Composer

Composer is an AI assistant that helps you improve your configurations in Extend: extraction schemas, splitters, etc.

The Composer agent is currently in beta and is not available to all users. If you would like to be added to the beta, please contact us at support@extend.ai or via Slack if you have a shared channel with us.

Overview

Right now, Composer is only available for extraction schemas and can be run as a background agent to optimize your schema based on what it learns from your verified evaluation sets.

Key benefits:

  • Automated improvement: Let AI analyze and optimize your extraction rules
  • Data-driven optimization: Uses real evaluation data to guide improvements
  • Measurable results: See exact accuracy improvements for each field and what changes were made before applying updates
  • Time savings: Reduce hours of manual configuration tuning to minutes

How It Works

The Composer agent has access to the following tools to optimize your schema:

  1. Analyze: Examines your current extraction configuration and evaluates it against your chosen evaluation set(s)
  2. Read: Can view individual files and outputs in the evaluation set to understand what’s going on
  3. Generate: Creates multiple candidate improvements for field descriptions and extraction rules
  4. Evaluate: Tests each candidate configuration against the evaluation set

The background agent runs these processes in a loop (limited via “Max generation runs”) to find the best possible improvements.

Prerequisites

Before running the Composer, ensure you have:

The quality of optimization results directly depends on the quality of your evaluation sets.
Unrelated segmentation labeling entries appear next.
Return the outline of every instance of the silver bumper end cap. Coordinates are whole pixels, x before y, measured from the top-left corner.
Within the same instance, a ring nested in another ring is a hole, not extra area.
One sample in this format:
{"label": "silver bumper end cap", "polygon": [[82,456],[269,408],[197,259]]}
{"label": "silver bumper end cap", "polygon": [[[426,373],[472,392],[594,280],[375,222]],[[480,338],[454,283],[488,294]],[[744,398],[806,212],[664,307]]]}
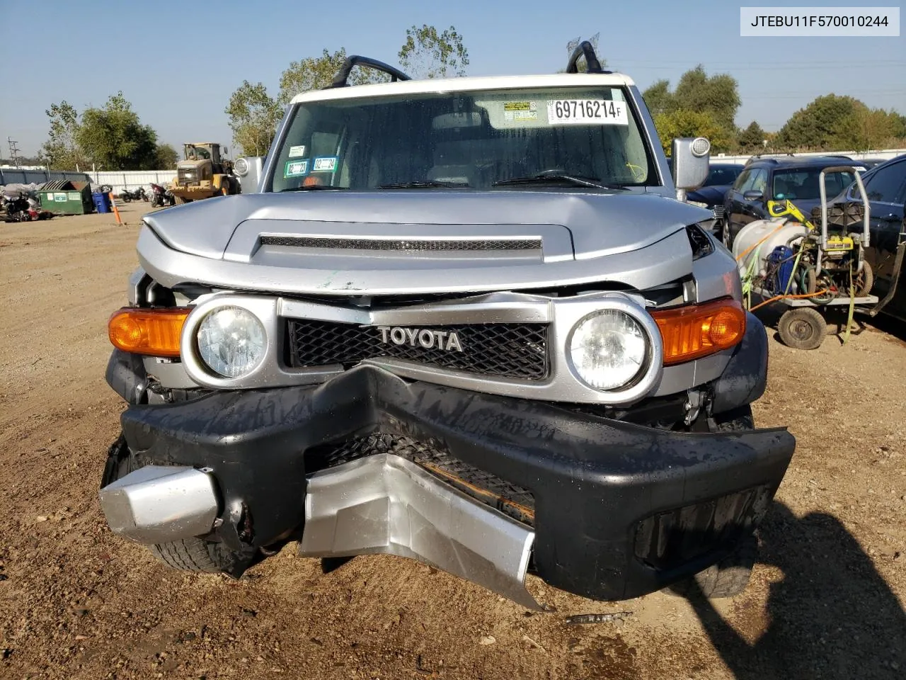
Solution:
{"label": "silver bumper end cap", "polygon": [[382,453],[308,479],[299,554],[386,554],[416,559],[542,610],[525,588],[535,532]]}
{"label": "silver bumper end cap", "polygon": [[207,534],[217,517],[214,478],[191,467],[148,465],[100,497],[111,529],[146,545]]}

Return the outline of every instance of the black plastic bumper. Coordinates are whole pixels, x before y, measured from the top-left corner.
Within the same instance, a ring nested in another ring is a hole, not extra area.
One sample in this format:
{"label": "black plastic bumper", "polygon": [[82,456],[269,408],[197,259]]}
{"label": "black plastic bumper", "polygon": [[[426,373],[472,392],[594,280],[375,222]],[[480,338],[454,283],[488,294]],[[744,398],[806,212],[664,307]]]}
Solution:
{"label": "black plastic bumper", "polygon": [[225,500],[219,538],[235,543],[246,531],[256,547],[302,528],[306,450],[371,432],[442,442],[532,492],[544,580],[606,600],[660,589],[723,557],[760,521],[795,444],[786,429],[670,432],[364,366],[319,387],[133,405],[121,420],[143,461],[212,468]]}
Poor or unrepresentative ground truth data will lead to suboptimal or incorrect optimizations.

1. High-Quality Evaluation Sets

Your evaluation sets must have:

  • Representative samples: Include diverse examples that reflect real-world documents
  • Accurate ground truth: Manually verified correct values for all fields
  • Sufficient coverage: At least 20-30+ documents for reliable optimization
  • Recent data: Evaluation sets should reflect current document formats and content

2. Stable Schema Structure

Before optimization:

  • Finalize your schema structure (field names, types, nesting)
  • Use clear, unambiguous field names that accurately describe the task
  • Avoid vague or generic field names like “value1” or “data”

3. Clear Extraction Rules

Ensure your initial extraction rules:

  • Clearly define what should be extracted for each field
  • Include any specific formatting or validation requirements
  • Specify how to handle edge cases or missing data

Configuring Composer

Before using Composer, Publish your processor to create a new version. This will allow you to revert changes if apply the updates, but the optimizations don’t perform as expected in production.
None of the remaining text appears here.